Sweet Daniel, who died of lymphoma in May ... he didn't mind wearing those bunny ears.  He was such a good boy!

Sunday afternoon will be full of even MORE friends and fun!  I will be with the crew at The Empty Nest for crafts and girl time (and more food).

Whew!  I'm already tired from writing about this ... can't imagine how it will be after I actually LIVE it.  That's part of what Christmas is around here, though.  It's a season full of time with family and friends, doing good for others, enjoying decorations and great company.  I wouldn't have it any other way.

Friday, December 13, 2013

Use Glaze to Add Depth to a Chalk Paint Finish

When we last left the story of the chalk paint makeover of my set of 1970s oak tables, their tops were stripped and stained, and their bases had been painted and wet distressed.  (Post about stripping the tops is HERE, and the lesson on wet distressing is HERE.)  Now it's time to use glaze to add dimension to the color and give the painted finish that little extra 'something'.

There are plenty of tutorials out there that show you how to use dark wax to do this ... I published one myself because that's what I used to do, and it's my most popular post to date (HERE).  One day, though,  I had a revelation ... dark wax sits on top of the finish and it isn't permanent.  That's okay for some folks, but I work hard to get my painted furniture pieces looking just the way I think they should look, and I want them to stay that way.  I do this by using glaze instead of dark wax.  Here's what I use and how I do it:

There are no special supplies needed.  Squirt some brown acrylic craft paint into a disposable cup.  Add water and stir until the mix is a consistency somewhere between cream and milk.  Grab your paintbrush (I use a disposable chip brush) and a couple of paper towels, and let's get started.

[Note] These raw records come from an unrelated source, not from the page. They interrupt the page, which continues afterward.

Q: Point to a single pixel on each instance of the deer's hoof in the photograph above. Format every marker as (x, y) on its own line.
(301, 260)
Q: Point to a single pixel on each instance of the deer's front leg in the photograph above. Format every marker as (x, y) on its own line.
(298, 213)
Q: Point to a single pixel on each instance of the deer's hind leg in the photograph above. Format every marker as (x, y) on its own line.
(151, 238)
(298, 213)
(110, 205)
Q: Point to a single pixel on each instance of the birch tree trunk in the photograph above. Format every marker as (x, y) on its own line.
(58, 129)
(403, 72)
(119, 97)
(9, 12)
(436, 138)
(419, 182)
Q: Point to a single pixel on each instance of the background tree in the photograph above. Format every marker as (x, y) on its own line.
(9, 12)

Here's what the table leg looked like before any glaze was applied.

Painted table leg, wet distressed, ready for glaze.

The idea is to brush the glaze mixture onto the paint, and to work it into the turnings and crevices with your brush.  Go easy with this ... you don't want it to drip all over the place.  I apply only enough glaze to wet the surface and I scrub it in good with my brush.

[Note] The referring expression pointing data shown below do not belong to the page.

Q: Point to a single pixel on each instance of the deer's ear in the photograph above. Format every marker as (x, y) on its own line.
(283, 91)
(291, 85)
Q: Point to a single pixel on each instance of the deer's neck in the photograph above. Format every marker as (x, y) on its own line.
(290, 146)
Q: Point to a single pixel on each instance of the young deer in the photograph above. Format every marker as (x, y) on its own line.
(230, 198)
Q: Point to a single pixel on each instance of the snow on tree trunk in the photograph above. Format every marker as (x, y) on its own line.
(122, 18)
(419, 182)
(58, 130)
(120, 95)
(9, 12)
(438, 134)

I work in circles or across the grain to get the glaze into every crevice.

The glaze gets all foamy when I scrub it in with my brush.

Then I blot my brush on a paper towel ...

... and smooth the glaze until it's just a haze on the surface of the paint.  If you need to, you can use a paper towel to carefully blot any place where you have too much glaze. 

All smooth now.  Final strokes in the direction of the grain, and around the turnings.

The glaze creeps into the nooks and crannys, and it adds even more to the appearance of age and wear on this table. 

Here, you can clearly see all three colors of paint (Graphite, Olive, and Aubusson), plus some raw wood.

I usually put on two coats of glaze, just to make sure that I haven't missed any spots and to even out any blotchy spots that may have happened during the initial coat of glaze.  See the places in the turnings of this leg that got missed while I was working on the first coat with the table upside down?  When the first coat of glaze is dry, I flip the table and apply the second coat with the table right-side up to catch all of these places.

Blotchy, with spots that I missed with the first coat.  I'll fix it!

For these tables, I was aiming for a streaky, smoky look to the final finish ... not as much as those awful old-school antiquing paint kits that many of us remember from the 60s and 70s, though. 

Wet glaze.

Once the glaze was completely dry, I applied two VERY light coats of Minwax Satin Wipe-On Oil-based Polyurethane.  If done with a light hand, and carefully buffed with a sanding pad between coats, I almost dare anyone to tell the difference between this and a clear wax finish.  (If you want, you can use clear wax after the glaze instead of polyurethane ... for myself, I prefer the durability and permanent nature of varnish.)

As soon as I get some decent photos of the tables in place, which means spending the rest of today completing the reclamation of our living room, I will be thrilled to show you the final result.